Nicholas Ray's In A Lonely Place (via Hughes) contains perhaps Bogart's and Gloria Grahame's finest performances, which in both their cases is saying something. John Huston's The Asphalt Jungle also has a topflight cast, though not of such starry names – Sterling Hayden, Jean Hagen [see my Feb 12 blog], Sam Jaffe, James Whitmore, Louis Calhern. (But there's an unforgettable cameo by the young Marilyn Monroe!) While IALP, a psychological thriller, has very little explicit violence, TAJ has quite a lot: both, though, are equally affecting/involving. You care rather more about these people than the stock characters and cliche'd types in most genre movies. But then Ray was a near-great director.
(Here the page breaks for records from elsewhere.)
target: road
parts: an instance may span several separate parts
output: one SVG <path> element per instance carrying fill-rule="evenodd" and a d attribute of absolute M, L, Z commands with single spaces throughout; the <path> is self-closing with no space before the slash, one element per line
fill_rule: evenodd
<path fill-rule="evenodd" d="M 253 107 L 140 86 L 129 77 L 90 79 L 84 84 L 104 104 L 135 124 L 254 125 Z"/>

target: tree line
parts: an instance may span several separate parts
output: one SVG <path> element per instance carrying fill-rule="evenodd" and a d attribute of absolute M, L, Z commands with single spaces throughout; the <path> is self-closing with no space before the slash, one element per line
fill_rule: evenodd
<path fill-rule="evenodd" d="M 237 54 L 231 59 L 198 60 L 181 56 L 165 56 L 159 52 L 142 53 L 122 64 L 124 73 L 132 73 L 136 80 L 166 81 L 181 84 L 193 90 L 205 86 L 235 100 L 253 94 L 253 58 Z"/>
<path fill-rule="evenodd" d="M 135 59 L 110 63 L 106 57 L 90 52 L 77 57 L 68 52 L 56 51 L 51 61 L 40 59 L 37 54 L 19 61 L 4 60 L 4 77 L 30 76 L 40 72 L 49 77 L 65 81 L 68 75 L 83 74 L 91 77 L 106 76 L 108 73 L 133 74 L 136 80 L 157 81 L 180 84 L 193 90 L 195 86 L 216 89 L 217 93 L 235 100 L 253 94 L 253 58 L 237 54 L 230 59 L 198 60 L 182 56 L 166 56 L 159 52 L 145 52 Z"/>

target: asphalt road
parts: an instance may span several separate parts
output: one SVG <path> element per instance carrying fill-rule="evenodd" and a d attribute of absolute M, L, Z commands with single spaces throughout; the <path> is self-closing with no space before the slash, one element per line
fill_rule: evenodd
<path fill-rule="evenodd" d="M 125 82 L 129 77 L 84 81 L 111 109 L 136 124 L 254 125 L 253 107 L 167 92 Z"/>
Andrew Sarris, one of the best ever US film critics, in his outstanding and provocative book The American Cinema (1968), lists Ray in the section 'The Far Side Of Paradise', concluding that "His films are the indisputable records of a very personal anguish that found artistic expression for little more than a decade". Ray's characters are imbued with "all the psychic ills of the Fifties", says Sarris shrewdly as ever; indeed, Bogart's sardonic paranoia and Grahame's bruised and spiky beauty, are a perfect match (in acting terms) and make a perfect mismatch in terms of the twisting, cunningly paced narrative.

Where Ray's vision was often appealingly raw, imaginative (or dare one say, re Hollywood, poetic?) and always highly emotional, Huston tended to be overblown and overrated [he's "Less than meets the eye", in another very apt Sarris category], too often cynical and calculating. In his latter years Huston turned increasingly to adapting, or in my view, ruining, some great and inspired works of literature by Melville, Crane, Lowry, Tennessee Williams, McCullers, and Joyce – works whose obsessive poetry totally eluded him. TAJ is probably Huston's last truly excellent movie. In terms of getting everything absolutely right, that is… But it was good to see these two terrific noirs once again: they've worn well since I first saw them, in the Sixties – the Ray one of the best and sourest dissections of Hollywood, the Huston one of the best heist movies. They've recently been reissued/restored in dvd form and no movie collection should be without them.